Marinos, who took charge earlier this year, said more could have been done to ensure the Sunwolves were ready for the Southern Hemisphere tournament but added that organisers Sanzaar would give the new Asian side all the help they required.

“From a planning and preparation, 100 per cent it was a challenge given the World Cup and the changes that were happening within the Japanese Rugby Union,” he told a small group of Singapore-based reporters before the Cheetahs fixture.

“Everybody, just turned their eyes, to what was arguably the biggest World Cup we have had to date, to England, and locked everything out, so the preparations and the hard work that had to be done I think got put on the back burner a little bit.

“We can’t forget the significant impact the World Cup had in their country ... but with that there is a caution that it’s going to be tough and that it could get worse but I’m quietly confident they will pull through.”

The Zimbabwean-born South African, who played eight Tests for Wales at centre, said Asia had always been a long term target for Sanzaar but admitted he was still working on the body’s long term strategy plan for the continent.

If he had been longer in the role, perhaps it would have come before the Sunwolves introduction.

“Hindsight is a wonderful thing,” he said.

“Its been well documented, the preparation was very disrupted and in fairness I think (coach) Mark (Hammett) has done a very good job in a short space of time to get the team out there.”

Hammett, a former All Blacks hooker, is shorn of some of last year’s World Cup heroes that helped Japan to a shock first win over South Africa and further group play victories over United States and Samoa.

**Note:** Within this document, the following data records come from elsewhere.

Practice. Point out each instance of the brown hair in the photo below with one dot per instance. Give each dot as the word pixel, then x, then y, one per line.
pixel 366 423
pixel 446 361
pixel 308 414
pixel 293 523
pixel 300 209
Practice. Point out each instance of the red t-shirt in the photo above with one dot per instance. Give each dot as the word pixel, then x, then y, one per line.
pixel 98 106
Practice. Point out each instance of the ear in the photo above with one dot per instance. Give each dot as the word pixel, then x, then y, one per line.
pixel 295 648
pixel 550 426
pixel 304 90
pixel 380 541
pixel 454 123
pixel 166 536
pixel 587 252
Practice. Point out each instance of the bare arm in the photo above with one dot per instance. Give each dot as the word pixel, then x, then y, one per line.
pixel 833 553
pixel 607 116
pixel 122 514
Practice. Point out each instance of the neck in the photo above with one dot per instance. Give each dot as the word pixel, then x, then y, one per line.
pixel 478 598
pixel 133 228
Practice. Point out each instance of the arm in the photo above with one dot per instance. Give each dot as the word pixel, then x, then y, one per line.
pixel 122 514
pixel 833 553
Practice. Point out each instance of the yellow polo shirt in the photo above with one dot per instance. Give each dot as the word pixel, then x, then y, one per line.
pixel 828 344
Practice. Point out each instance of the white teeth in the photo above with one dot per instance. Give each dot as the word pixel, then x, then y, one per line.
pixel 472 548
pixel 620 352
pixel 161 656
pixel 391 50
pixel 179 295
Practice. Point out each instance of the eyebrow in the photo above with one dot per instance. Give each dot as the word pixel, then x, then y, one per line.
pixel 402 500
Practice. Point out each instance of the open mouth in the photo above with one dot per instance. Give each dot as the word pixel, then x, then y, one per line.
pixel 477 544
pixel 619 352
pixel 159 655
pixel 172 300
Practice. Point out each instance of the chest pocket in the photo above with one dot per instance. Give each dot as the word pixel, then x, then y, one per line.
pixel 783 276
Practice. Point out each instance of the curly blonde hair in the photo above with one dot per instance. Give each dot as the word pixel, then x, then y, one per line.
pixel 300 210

Fullback Ayumu Goromaru and number eight Amanaki Mafi are among nine that play their club rugby elsewhere. Marinos said he was sad that more World Cup players were not turning out for the Sunwolves in their debut campaign.

“It has been disappointing that the best players we saw playing in Japan haven’t all been able to stay and play for the Sunwolves, but at the end of the day it’s their livelihood and they have a window to make a living,” he said.

“It is now an opportunity for the next generation of players to step up and come through and deliver. I think that is what I’m most excited about, who are those next superstars that are going to come through the system.”